Astarte ise sessizdi. Hazırladığı merhemi sıkı sıkıya tutmuş, kaçamak bakışlarla yer yer su toplamış olan göğsümü inceliyordu.

"O konuda henüz bilgi sahibi değilim ama Ra her ne planlıyorsa bu Hüma'dan geçiyor." dedim Hathor'un sorusuna hitaben. Sonra dönüp aşk tanrıçasına baktım. "Hüma'nın yok olması bir şekilde Ra'nın işine gelecek."

Uzun bir sessizlik vuku buldu odada. Astarte yeniden uzanmamı sağladı o sırada ve merhemin kalanını sürüp sardı.

"Ra bir insandan ne gibi bir çıkar sağlayabilir ki?"

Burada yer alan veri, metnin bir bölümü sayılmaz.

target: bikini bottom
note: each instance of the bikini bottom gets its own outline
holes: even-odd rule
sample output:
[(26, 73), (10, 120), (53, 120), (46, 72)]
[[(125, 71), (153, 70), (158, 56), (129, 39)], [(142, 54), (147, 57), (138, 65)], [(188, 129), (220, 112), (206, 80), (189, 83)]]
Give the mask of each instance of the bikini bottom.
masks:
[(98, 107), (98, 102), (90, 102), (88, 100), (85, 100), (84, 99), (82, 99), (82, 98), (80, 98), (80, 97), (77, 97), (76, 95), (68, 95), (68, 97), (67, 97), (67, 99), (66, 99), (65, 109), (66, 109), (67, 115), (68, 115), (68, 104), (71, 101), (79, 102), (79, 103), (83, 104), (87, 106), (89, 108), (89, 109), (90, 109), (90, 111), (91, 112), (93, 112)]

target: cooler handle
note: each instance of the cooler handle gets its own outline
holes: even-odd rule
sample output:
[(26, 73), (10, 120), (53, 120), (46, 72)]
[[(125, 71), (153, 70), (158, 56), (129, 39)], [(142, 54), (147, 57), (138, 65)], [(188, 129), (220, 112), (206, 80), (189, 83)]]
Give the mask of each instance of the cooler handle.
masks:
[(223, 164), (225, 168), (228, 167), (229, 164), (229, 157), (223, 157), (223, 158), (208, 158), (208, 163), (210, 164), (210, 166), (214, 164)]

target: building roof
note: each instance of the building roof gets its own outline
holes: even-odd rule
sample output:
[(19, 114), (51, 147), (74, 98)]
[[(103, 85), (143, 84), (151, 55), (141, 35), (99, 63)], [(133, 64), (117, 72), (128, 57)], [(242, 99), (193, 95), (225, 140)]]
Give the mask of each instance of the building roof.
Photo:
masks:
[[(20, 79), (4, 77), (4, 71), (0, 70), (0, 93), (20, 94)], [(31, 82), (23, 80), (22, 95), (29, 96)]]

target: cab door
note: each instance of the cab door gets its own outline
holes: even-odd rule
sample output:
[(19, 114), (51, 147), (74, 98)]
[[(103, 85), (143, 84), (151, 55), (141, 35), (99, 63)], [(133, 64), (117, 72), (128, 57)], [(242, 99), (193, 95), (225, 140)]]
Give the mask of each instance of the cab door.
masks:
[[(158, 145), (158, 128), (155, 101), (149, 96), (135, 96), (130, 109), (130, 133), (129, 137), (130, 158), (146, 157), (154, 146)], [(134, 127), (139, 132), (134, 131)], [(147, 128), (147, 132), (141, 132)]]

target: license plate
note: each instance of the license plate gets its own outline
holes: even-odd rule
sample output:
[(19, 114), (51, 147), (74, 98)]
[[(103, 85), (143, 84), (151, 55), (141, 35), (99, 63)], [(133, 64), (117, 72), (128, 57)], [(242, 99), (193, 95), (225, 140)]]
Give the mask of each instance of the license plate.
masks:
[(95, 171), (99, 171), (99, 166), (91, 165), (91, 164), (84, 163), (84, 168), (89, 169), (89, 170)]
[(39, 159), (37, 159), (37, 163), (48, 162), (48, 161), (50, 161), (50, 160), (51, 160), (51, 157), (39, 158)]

Astarte'nin en nihayetinde bir şey söylemesi üzerine, bilmiyorum dercesine iki yana salladım başımı.

Anat, "Belki de istediği şey o kızda değildir." dedi. "Belki istediği şey sensindir."

"Ne demek istiyorsun?" diye sordu Hathor. "Ra'nın Set'le ne gibi bir işi olabilir ki?"

Anat yaslandığı yerden ayrılıp bize doğru yürürken, "Ra her zaman Set'i desteklemişti." diyerek söze başladı. "Sonra işler değişti. Horus'un tahta çıkmasını istemediğini hepimiz biliyoruz ama şimdi o tahtta kalması için elinden geleni yapıyor." dedi Anat. Zaten bildiğimiz şeyleri anlatarak nereye varmaya çalıştığını anlayamıyordum. Nitekim gözlerini benimkilere kenetleyip, "Bence asıl istediği şey sensin." dediğinde bir şeyler yerine oturmaya başlamıştı. "Senin yalnız kalmanı istiyor, tıpkı onun gibi. Böylece..." dedi ve anlamamız için bize kısa bir süre verdi.

"Böylece Set'i, Apep'in karşısına koyup özgürlüğünü kazanacak." diyerek Anat'ın yarım bıraktığı cümleyi tamamladı Astarte. "Bu yüzden Apep'le savaşmana izin verdi, onu durdurup durduramayacağını görmek için."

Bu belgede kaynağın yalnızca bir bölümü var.